When his feet are pounding the pavement, Simon Whitfield’s ears are tuned into CNN’s Fareed Zakaria. While he’s getting his fix of current affairs, he’s not fixated on the long kilometres that lie ahead or sweating the mounting pressure of the London Olympics.
Canada’s Olympic triathlon champion is one of countless athletes who have made the iPod — with its signature white earbuds — as integral a part of athletic attire as running shoes and swimsuits. “I train with my iPod all the time,” Whitfield says. “I listen to audio books, I just finished ‘Boomerang’ by Michael Lewis.”
Athletic success comes from training the mind as well as training the body. And be it current affairs or top-40 tunes, iPods can be an important part of an athlete’s training or pre-race routine, according to sports psychologist Penny Werthner.
“Most of us spend too much time thinking, thinking, thinking about various things and that’s taxing,” Werthner said in a phone interview from Florida, where she was working with Canada’s paddling team.
“Athletes can use music in two ways, one to use as a recovery piece, so they’re dialling down their brainwaves so they’re thinking less, and they can use music to pump them up and get them ready to compete.”
Werthner works with Canadian athletes using neuro and biofeedback — measuring everything from brainwaves, to heart function, breathing, muscle activity, and skin temperature — to determine what controls stress levels. The key, she said, is finding out what works for each athlete.
Everyone’s different.
Whitfield’s pre-race playlist includes Canadian artists Hawksley Workman, Hey Rosetta and Jim Cuddie, and American folk singer Iron and Wine.
Hurdler Perdita Felicien prefers anything with a good beat — Rihanna, Nicki Minaj, Lady Gaga.
“I’m very eclectic in my tastes, so you’ll find anything on there. . . you’ll find reggae, you’ll find oldies, whatever I like to soothe me and get really me pumped for a hard practice or a hard race,” said Felicien, a former world indoor and outdoor hurdles champion.
Boxer Mary Spencer, a three-time world champion, finds inspiration in anything from Christian contemporary artist Chris Tomlin to Enya to Italian tenor Andrea Bocelli.
It’s loud, angry music that gets swimmer Julia Wilkinson fired up before races.
“To just get in that boxing mode like you’re ready to go to battle,” Wilkinson said. “Sometimes if I’m nervous I like to listen to country.

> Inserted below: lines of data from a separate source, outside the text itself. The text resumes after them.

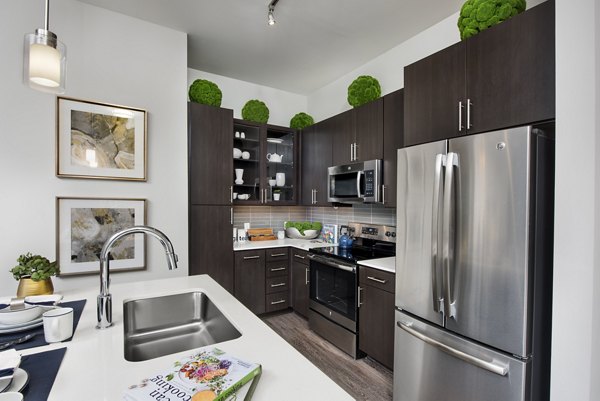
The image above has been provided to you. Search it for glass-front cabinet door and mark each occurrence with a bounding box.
[232,119,298,206]
[232,120,264,204]
[264,126,297,205]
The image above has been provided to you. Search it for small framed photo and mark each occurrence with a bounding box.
[56,96,147,181]
[56,197,146,276]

“I will make a playlist before a meet and there’s some songs that always stick around and get moved from playlist to playlist.”
Canoeist Mark Oldershaw prefers anything from the Beatles and the Clash to hip-hop. He’s even got some Disney music on his iPod.
“Anything that kind of gets me going,” Oldershaw said. “AC/DC’s ‘Back in Black’ is pretty good for us, because the canoe club where I’m from (Burloak Canoe Club in Oakville, Ont.), we wear all black jerseys, so that’s kind of a team thing that we have.”
Swimmer Ryan Cochrane is a fan of house or electronic music.
“Stuff with a really good beat because I find it drives me to train every day,” Cochrane said. “At five in the morning I can have house music on. I listen to stuff like deadmau5, Porter Robinson. It’s really forever changing. I don’t have a song I’ve liked for years. It’s whatever is in the minute.”
Diver Emilie Heymans, a world champion and three-time Olympic medallist, watches movies on her iPod to stay loose between dives, which can stretch up to an agonizing 45 minutes.
“I think too much and you can’t really be focused for that long, so since 2007 I have been watching movies to distract myself between dives,” Heymans said. “I like easygoing movies, cute movies, girly movies. I really like ‘Legally Blonde,’ ‘Honey,’ ’27 Dresses.’
“I really should refresh the movies I have on my iPod,” she adds with a laugh.
Werthner, a professor in the University of Ottawa’s human kinetics department, said when it comes to reaching the optimal pre-competition mental and physical state, each sport is different.
“Every athlete needs to figure out what that is for themselves, and what the sport demands. If I was to talk about freestyle (skiing), you have to be activated because you need to come down the mogul hill and be quite aggressive,” Werthner said. “If you’re talking track and field, a 100-metre sprint you’ve got to be pretty activated, 1,500 or longer you’ve got to be less activated in the sense that you’ve got to be saving that energy.
“Figure skating, you’ve got to be activated and confident but not overactivated because you’ve got to execute pretty technical jumps.
“Each event demands a certain thing and the individual is individual.”
Werthner worked with numerous Canadian athletes utilizing neurofeedback (how the brain reacts) and biofeedback (how the body reacts) in the run up to the Vancouver Olympics.
One of those athletes was freestyle skier Alexandre Bilodeau, who captured Canada’s first gold medal of the 2010 Games.